Le choix du vocabulaire et la récurrence de certains termes est une chose, mais dans le fond, comment ces artistes parlent-ils de l’amour et du plaisir de la chair ? Deux grosses tendances se dégagent : les calinous sentimentaux et les coquinous sans attache. Deux profils qui peuvent se côtoyer au sein de la même chanson. Dans Médicament par exemple, Niska se lance avec un « baby mama est trop têtue, elle veut des bisous pas des chaussures », et Booba débarque ensuite avec un « ce soir je vais lui faire du dirty ["faire du sale", en français], c’est normal que je paye l’addition ». On tempère d’un côté, on s’exécute de l’autre. Mais ne réduisons pas Booba à un monstre sans cœur. Dans PGP, le rappeur dévoile même l’une de ses faiblesses : « J’t’l’ai mise dans l’c** sur un son de cain-ri, je n’peux plus t’oublier ». Oui c’est vulgaire, oui ça sort de nulle part, mais gardons à l’esprit que la personne en question peut y voir une forme de déclaration et peut être touchée par ces mots.

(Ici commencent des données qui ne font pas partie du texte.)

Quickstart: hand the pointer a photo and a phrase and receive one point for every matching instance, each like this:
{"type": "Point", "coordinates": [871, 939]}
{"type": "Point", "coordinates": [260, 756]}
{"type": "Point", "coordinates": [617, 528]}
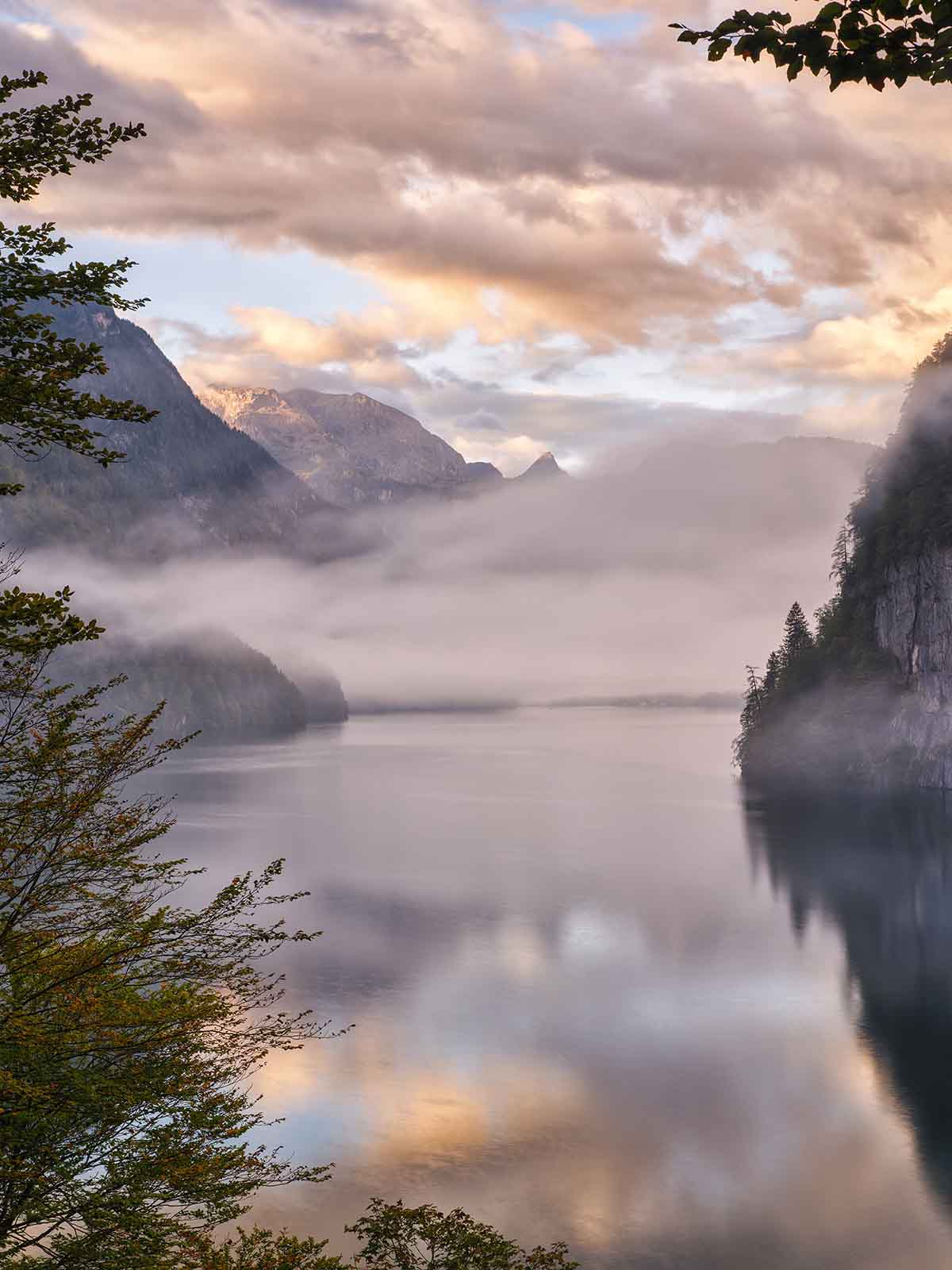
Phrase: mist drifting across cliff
{"type": "Point", "coordinates": [651, 575]}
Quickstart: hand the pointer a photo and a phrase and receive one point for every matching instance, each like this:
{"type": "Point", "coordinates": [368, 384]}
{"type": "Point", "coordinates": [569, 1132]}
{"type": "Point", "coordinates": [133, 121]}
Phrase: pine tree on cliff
{"type": "Point", "coordinates": [772, 676]}
{"type": "Point", "coordinates": [749, 717]}
{"type": "Point", "coordinates": [797, 637]}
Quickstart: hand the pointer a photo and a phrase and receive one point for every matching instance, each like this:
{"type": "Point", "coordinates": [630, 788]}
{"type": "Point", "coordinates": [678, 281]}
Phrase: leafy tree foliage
{"type": "Point", "coordinates": [130, 1028]}
{"type": "Point", "coordinates": [38, 410]}
{"type": "Point", "coordinates": [258, 1250]}
{"type": "Point", "coordinates": [395, 1237]}
{"type": "Point", "coordinates": [854, 41]}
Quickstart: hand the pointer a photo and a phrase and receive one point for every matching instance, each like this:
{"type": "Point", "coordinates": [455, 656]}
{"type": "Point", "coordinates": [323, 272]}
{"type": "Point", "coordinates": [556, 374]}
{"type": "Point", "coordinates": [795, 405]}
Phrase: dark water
{"type": "Point", "coordinates": [596, 999]}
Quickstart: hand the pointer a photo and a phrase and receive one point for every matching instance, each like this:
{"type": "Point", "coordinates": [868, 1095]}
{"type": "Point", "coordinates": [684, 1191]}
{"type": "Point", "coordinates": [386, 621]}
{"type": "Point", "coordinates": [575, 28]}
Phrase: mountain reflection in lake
{"type": "Point", "coordinates": [596, 999]}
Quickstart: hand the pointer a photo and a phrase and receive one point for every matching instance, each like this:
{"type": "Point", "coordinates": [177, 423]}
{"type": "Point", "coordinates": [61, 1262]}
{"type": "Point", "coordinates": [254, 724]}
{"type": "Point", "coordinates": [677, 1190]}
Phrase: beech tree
{"type": "Point", "coordinates": [130, 1028]}
{"type": "Point", "coordinates": [38, 406]}
{"type": "Point", "coordinates": [856, 41]}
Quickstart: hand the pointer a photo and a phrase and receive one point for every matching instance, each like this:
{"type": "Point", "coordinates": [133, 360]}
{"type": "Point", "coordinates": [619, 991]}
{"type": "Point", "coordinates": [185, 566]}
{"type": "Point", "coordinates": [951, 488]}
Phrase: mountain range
{"type": "Point", "coordinates": [348, 448]}
{"type": "Point", "coordinates": [190, 483]}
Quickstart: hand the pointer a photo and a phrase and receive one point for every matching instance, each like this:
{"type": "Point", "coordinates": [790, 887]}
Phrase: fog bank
{"type": "Point", "coordinates": [660, 577]}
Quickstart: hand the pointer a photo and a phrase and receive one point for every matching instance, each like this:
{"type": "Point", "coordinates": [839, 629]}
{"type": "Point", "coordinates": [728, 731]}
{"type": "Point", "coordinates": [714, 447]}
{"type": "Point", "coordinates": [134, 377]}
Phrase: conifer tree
{"type": "Point", "coordinates": [749, 718]}
{"type": "Point", "coordinates": [797, 637]}
{"type": "Point", "coordinates": [772, 676]}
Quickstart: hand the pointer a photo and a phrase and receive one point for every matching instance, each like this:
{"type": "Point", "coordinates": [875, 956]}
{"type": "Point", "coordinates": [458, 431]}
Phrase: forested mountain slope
{"type": "Point", "coordinates": [190, 482]}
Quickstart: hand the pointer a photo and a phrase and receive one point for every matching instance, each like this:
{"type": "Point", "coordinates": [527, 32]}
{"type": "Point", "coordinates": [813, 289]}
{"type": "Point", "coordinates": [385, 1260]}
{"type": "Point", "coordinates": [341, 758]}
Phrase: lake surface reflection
{"type": "Point", "coordinates": [596, 999]}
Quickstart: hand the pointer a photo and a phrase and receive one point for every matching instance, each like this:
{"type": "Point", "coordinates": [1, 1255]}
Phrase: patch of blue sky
{"type": "Point", "coordinates": [602, 27]}
{"type": "Point", "coordinates": [198, 279]}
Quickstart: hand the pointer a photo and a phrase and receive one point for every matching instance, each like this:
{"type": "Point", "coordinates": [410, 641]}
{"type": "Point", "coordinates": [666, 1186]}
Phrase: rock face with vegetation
{"type": "Point", "coordinates": [348, 448]}
{"type": "Point", "coordinates": [209, 679]}
{"type": "Point", "coordinates": [869, 696]}
{"type": "Point", "coordinates": [188, 484]}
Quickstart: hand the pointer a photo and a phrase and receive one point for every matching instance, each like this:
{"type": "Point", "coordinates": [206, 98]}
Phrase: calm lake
{"type": "Point", "coordinates": [594, 999]}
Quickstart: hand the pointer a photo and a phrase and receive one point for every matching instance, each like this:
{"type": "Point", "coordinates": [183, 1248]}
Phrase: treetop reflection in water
{"type": "Point", "coordinates": [882, 872]}
{"type": "Point", "coordinates": [578, 1015]}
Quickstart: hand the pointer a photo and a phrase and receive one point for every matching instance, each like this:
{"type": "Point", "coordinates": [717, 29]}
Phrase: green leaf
{"type": "Point", "coordinates": [829, 13]}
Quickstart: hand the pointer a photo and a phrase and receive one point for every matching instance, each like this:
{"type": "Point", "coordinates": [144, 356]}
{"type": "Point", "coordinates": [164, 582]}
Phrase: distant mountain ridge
{"type": "Point", "coordinates": [190, 484]}
{"type": "Point", "coordinates": [353, 450]}
{"type": "Point", "coordinates": [349, 448]}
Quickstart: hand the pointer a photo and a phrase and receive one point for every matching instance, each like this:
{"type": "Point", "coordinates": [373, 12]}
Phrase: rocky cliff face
{"type": "Point", "coordinates": [349, 448]}
{"type": "Point", "coordinates": [914, 625]}
{"type": "Point", "coordinates": [190, 483]}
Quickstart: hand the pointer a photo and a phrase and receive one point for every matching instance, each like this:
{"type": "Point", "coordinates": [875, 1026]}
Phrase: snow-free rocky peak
{"type": "Point", "coordinates": [349, 448]}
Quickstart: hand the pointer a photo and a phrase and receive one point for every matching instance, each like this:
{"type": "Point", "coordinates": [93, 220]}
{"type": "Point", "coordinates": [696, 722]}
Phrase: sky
{"type": "Point", "coordinates": [532, 226]}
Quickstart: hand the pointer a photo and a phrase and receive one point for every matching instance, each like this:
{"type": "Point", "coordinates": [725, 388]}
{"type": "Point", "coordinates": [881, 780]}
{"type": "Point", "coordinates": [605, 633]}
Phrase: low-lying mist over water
{"type": "Point", "coordinates": [644, 575]}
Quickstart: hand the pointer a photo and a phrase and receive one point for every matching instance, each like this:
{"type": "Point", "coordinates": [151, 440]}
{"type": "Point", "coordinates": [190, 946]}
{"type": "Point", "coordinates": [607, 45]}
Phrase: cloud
{"type": "Point", "coordinates": [517, 184]}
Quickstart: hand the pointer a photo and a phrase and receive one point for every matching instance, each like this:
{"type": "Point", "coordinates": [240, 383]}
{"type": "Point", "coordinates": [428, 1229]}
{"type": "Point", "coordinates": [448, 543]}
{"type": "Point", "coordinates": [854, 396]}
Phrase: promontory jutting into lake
{"type": "Point", "coordinates": [476, 643]}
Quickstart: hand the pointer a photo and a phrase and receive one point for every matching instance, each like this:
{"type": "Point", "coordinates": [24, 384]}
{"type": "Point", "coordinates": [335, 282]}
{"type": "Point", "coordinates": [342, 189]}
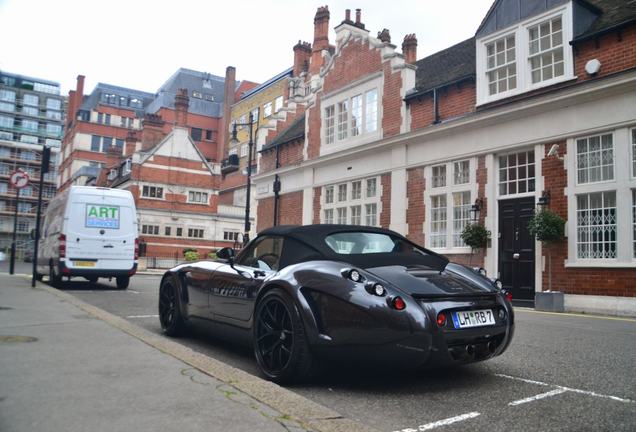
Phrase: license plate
{"type": "Point", "coordinates": [479, 318]}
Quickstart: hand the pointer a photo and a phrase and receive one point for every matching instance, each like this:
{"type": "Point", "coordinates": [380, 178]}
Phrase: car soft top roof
{"type": "Point", "coordinates": [314, 235]}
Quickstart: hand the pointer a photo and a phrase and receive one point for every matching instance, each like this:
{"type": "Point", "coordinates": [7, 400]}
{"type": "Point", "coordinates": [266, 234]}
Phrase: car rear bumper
{"type": "Point", "coordinates": [66, 271]}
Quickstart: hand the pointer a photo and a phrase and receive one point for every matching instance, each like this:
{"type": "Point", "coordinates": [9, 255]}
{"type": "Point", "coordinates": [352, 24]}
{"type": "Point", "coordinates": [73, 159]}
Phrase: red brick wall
{"type": "Point", "coordinates": [453, 101]}
{"type": "Point", "coordinates": [591, 281]}
{"type": "Point", "coordinates": [615, 51]}
{"type": "Point", "coordinates": [290, 211]}
{"type": "Point", "coordinates": [415, 211]}
{"type": "Point", "coordinates": [385, 215]}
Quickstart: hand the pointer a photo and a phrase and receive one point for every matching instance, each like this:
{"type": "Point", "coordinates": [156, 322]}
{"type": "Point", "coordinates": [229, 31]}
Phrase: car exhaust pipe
{"type": "Point", "coordinates": [492, 347]}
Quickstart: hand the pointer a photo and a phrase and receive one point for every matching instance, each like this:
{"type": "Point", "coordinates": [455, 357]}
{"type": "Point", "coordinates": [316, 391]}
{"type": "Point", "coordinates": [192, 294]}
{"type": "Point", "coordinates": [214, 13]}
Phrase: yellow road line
{"type": "Point", "coordinates": [580, 315]}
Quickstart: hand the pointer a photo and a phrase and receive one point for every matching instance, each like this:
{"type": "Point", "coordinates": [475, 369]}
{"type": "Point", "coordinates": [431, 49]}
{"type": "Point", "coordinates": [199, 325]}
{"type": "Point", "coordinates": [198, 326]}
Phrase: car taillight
{"type": "Point", "coordinates": [398, 303]}
{"type": "Point", "coordinates": [62, 247]}
{"type": "Point", "coordinates": [441, 319]}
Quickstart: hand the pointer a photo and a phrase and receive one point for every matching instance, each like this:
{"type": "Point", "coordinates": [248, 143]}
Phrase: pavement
{"type": "Point", "coordinates": [68, 366]}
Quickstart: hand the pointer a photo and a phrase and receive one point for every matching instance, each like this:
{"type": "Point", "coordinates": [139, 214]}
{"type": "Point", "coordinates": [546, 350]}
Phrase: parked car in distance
{"type": "Point", "coordinates": [301, 293]}
{"type": "Point", "coordinates": [89, 232]}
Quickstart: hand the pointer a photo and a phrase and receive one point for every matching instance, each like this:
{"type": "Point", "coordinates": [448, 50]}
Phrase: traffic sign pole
{"type": "Point", "coordinates": [15, 230]}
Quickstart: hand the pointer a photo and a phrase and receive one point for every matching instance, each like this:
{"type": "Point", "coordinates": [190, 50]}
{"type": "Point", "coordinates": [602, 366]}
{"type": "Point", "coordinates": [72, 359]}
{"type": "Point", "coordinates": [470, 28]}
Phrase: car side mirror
{"type": "Point", "coordinates": [226, 254]}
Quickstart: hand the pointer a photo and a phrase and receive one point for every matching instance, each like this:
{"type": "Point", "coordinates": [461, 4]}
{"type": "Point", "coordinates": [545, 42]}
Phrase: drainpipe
{"type": "Point", "coordinates": [276, 186]}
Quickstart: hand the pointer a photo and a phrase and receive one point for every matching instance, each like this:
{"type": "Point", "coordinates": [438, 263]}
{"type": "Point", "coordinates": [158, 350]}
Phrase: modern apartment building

Dans la catégorie calinou on retrouve Niska, en belle position avec la punchline « les policiers veulent nos kilos et ma chérie veut des câlins », mais aussi Lomepal qui dans sa chanson d’amour Trop beau, déclare, « on se déteste tellement qu’on refait l’amour/Parce que c’est comme de la drogue on a de quoi planer ». A l’inverse, si Damso balance dans Rêves bizarres un sage « faire l’amour sans intervenant » (on exclut le plan à trois donc), il déclare quelques lignes plus tard « Sale, sale, sale, j’croise un mannequin de la Croisette/Dans sa shnek, j’f’rai la causette, comme un air de Juliette Odette ». Une fois encore, certains verront le verre à moitié vide, d’autres à moitié plein, mais retenons que Damso se penche au moins sur le plaisir féminin. Et qui est Juliette Odette ? Aucune idée.

L’érotisme « au DD »

Le recours au champ lexical de la sexualité le plus intéressant est peut-être celui de PNL et de la chanson Au DD, extrait de leur dernier album Deux frères. Hormis un facile « elle veut la bise, elle veut que j’la baise », les deux rappeurs file la métaphore de l’amour pour décrire leur rapport au monde. « Bats les couilles l’Himalaya, bats les couilles je vise plus le sommet », en intro, ou encore « Toujours dans mon 9-1 parce que je suis baisé par Paname » dans le 2e couplet, pour décrire une certaine désillusion. On sèche un peu sur une autre punchline, extraite du premier couplet : « Je connais la route je connais l’adresse, je t’en**** sur le continent d’Hadès ». Qui est « t' » ? Et pourquoi sur le continent d’Hadès en particulier ? Et que vient faire le Dieu des enfers dans cette histoire ?

Si nous devions remettre la palme de la plus belle métaphore sexuelle de ce corpus de textes, elle reviendrait à Ademo : « J’vis dans un rêve érotique, où j’parle peu mais je caresse le monde ». Oui, le rap peut se faire sensuel et poétique, n’en déplaise au rageux.

 

20 secondes de contexte

Les huit titres analysés sont :

  • Au DD de PNL.
  • Goutte d’eau de Ninho.
  • Khapta de Heuss l’enfoiré (feat. Sofiane).
  • Médicament de Niska (feat. Booba).
  • Trop beau de Lomepal.
  • PGP de Booba.
  • Sale Mood de Bramsito (feat. Booba).
  • Rêves bizarres d’Orelsan (feat. Damso).